Sales Lesson: Variety is key ingredient in a presentation. Don’t strike one-note with your prospects. Look for opportunities to vary your approach and delivery or your message can feel very heavy-handed or repetitive to your audience. Sometimes we are talking about very serious subjects, but take a lesson from the moments that engaged you as an audience and lighten up!
photo credit: 135063_1010 via photopin (license)
Nice analogy even if I admit not having watched the Oscar! So can’t quite add to the analogy. But I like the first point, effectively hoping that a major issue will not crop up isn’t the right way. It will. But rather than defusing, I find that tabling it, asking if this is going to be a major hurdle and then working a way round it with the prospect helps address it. Maybe that’s what you mean by diffuse it?
Great suggestions: “Tabling, asking more questions and trying to find a work around” to deal with an issue that hasn’t been addressed and thus potentially defusing the situation. I don’t mean to imply that defusing will necessarily make the problem just fizzle away. Asking questions could lead to an uncomfortable conversation, for example, but it’s probably a conversation that needs to happen in order to move past a particular issue.

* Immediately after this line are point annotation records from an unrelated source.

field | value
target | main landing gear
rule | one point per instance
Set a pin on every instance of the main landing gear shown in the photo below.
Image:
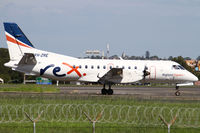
(105, 91)
(177, 93)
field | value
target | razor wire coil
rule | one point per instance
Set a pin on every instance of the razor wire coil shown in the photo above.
(119, 114)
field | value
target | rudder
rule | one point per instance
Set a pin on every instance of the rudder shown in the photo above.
(18, 43)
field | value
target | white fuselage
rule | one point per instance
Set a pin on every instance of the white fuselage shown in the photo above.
(59, 67)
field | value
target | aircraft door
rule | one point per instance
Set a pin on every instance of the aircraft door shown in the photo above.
(152, 72)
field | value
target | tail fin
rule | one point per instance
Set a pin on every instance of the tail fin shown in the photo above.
(17, 42)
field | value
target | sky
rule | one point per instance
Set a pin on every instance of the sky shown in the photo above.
(163, 27)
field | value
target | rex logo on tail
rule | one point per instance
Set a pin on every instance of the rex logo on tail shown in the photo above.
(27, 59)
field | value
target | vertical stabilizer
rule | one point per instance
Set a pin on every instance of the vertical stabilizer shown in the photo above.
(17, 42)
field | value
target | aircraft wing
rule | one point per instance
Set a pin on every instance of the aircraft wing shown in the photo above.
(119, 75)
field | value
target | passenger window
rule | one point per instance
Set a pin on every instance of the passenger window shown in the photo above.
(181, 67)
(175, 67)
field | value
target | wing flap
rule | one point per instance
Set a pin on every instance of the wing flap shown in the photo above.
(119, 75)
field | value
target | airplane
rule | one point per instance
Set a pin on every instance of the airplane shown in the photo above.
(24, 57)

I really enjoyed reading this one Ms. Hansen, all of your examples were clear and entertaining. Some of the points I have experienced myself while there were others that I haven’t even thought about. It is admirable the way you are capable of turning the Oscars into a very short, quick to the point yet entertaining lesson.
Thanks for your comments April! I’m glad you found it valuable. I enjoy the show for the performance aspect as much as the variety of presentations and acceptance speeches. I think it’s helpful to see that good presentation skills don’t “just happen” – even for successful actors. Awards shows are one place where there are no special effects when they take the stage (usually), no second, or third takes, and a live audience, so it puts them on a more level playing field with the rest of us who do presentations as part of our job!